Figure 1 Context connection in the Kunpeng recall scenario

Vector Retrieval Algorithm KScaNN

KScaNN is a vector retrieval algorithm built on IVF. It uses the Kunpeng architecture to deeply optimize the index layout, algorithm process, and computing process, fully unleashing the chip potential. Developed on the open source ScaNN algorithm, Kunpeng provides five types of optimization: query awareness, PQ distance algorithm, rearrangement algorithm, efficient compiler used for built-in instructions and NEON instructions, and system optimization (including optimization in thread quantity, prefetch, and batch size). KScaNN is integrated into the Milvus vector database.

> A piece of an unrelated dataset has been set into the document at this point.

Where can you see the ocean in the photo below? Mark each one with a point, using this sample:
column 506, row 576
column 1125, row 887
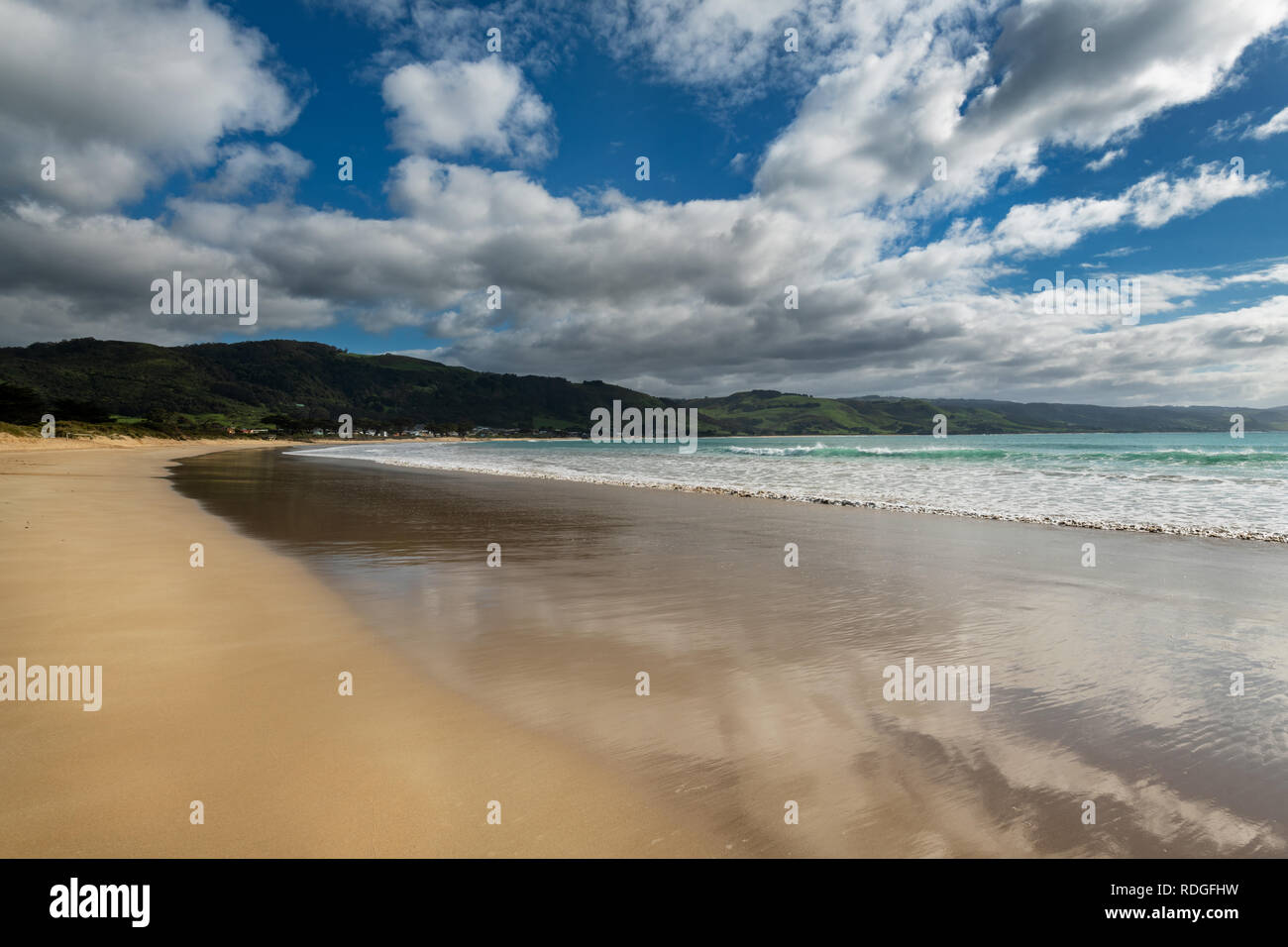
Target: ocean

Vector Retrieval Algorithm KBest

KBest is a high-performance near neighbor search algorithm developed on Navigating Spreading-out Graph (NSG). It is used for multidimensional vector approximate nearest neighbor search. Compared to the NSG algorithm, KBest further optimizes the performance and precision of the near neighbor search. Before search, KBest obtains the optimal prefetch parameters of the current graph structure through prefetch parameter optimization. During search, KBest quickly approaches the query point with the help of the entry point pre-stored in the graph index, identifies the query point's near neighbors, and accelerates distance calculation using the SIMD instructions. When the search is complete, KBest performs full-precision or half-precision rearrangement to improve the ranking precision and returns the k-nearest neighbors. Compared to the open source ANNS algorithm, KBest achieves a significant performance improvement. Figure 2 shows the search principle of the KBest algorithm. KBest is integrated into the Milvus vector database.

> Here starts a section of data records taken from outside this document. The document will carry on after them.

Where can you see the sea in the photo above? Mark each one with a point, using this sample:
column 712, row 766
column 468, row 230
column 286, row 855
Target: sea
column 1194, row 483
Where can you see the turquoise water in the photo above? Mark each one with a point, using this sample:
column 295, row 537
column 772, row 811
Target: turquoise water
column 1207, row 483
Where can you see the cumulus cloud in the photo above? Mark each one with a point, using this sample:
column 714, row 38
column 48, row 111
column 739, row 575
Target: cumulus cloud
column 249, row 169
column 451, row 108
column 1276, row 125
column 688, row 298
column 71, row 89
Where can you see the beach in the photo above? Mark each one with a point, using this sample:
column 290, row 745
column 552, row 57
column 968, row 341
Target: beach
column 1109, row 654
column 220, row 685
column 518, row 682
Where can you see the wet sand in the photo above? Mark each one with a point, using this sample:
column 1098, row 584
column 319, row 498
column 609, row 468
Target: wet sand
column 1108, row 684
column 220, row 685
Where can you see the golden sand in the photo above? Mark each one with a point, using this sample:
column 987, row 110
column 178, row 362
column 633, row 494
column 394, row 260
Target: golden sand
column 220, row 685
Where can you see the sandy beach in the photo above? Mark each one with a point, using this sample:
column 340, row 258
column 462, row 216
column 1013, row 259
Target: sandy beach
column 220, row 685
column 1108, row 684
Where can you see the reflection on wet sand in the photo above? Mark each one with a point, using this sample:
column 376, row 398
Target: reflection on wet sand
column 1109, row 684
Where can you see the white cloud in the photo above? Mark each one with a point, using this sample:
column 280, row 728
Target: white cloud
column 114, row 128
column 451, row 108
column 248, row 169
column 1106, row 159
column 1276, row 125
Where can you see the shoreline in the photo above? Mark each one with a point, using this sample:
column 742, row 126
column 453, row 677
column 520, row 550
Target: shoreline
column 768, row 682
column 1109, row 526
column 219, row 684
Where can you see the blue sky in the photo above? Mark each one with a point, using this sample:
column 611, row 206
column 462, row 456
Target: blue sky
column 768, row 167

Figure 2 KBest algorithm search principle

Kunpeng provides five types of optimization: high-performance upper-layer algorithms, integration of multiple quantizers, adaptable SIMD instructions that can optimize the performance of each platform, full-precision or half-precision rearrangement at the end of the search to improve the ranking precision, and optimal prefetch parameters of graph structure obtained by prefetch parameter optimization before search.

Vector Retrieval Acceleration Component KVecTurbo

KVecTurbo is a vector retrieval acceleration component developed by Kunpeng and can be used together with the openGauss vector database. It quantifies and compresses high-dimensional vectors to quickly obtain the near neighbors of a query. In addition, KVecTurbo uses the SIMD instructions to accelerate distance calculation for multidimensional vector nearest neighbor search.

Kunpeng provides three types of optimization: vectorized instructions with Kunpeng affinity, path compression, and low-bit quantization.

Kunpeng Retrieval Library KRL

KRL is an operator library optimized based on the Kunpeng platform to accelerate vector retrieval. KRL can accelerate Faiss-supported algorithms such as HNSW, PQFS, IVFPQ, and IVFPQFS by replacing operators.

Kunpeng provides the following optimizations: vectorized instruction acceleration, memory layout adjustment to improve cache hit rate, and low-precision quantization + high-precision reranking.

KNewPfordelta Library

Kunpeng New PForDelta (KNewPfordelta) is an efficient IVF decompression algorithm. It accelerates the retrieval stage by leveraging vector instructions and other optimizations.

Kunpeng provides this optimization: vectorized instructions and other technologies based on Kunpeng hardware.

Faiss Library

The open source Faiss algorithm library has been deeply optimized using key technologies such as vectorization, dimension-interleaved lookup and accumulation, and vector filtering and compression. These enhancements significantly improve the similarity search and clustering efficiency across IVFFlat, IVFPQ, HNSW, PQFS, and IVFPQFS indexing algorithms.

Kunpeng provides the following optimizations: vectorized instruction acceleration, memory layout adjustment to improve cache hit rate, and low-precision quantization + high-precision reranking.

hnswlib Library

The open source hnswlib algorithm library has been deeply optimized for the Kunpeng platform. It delivers FP16 support through vectorization, and leverages optimization policies such as prefetching and instruction rescheduling.

Enhancements tailored for the Kunpeng platform: vectorized instructions and other technologies based on Kunpeng hardware.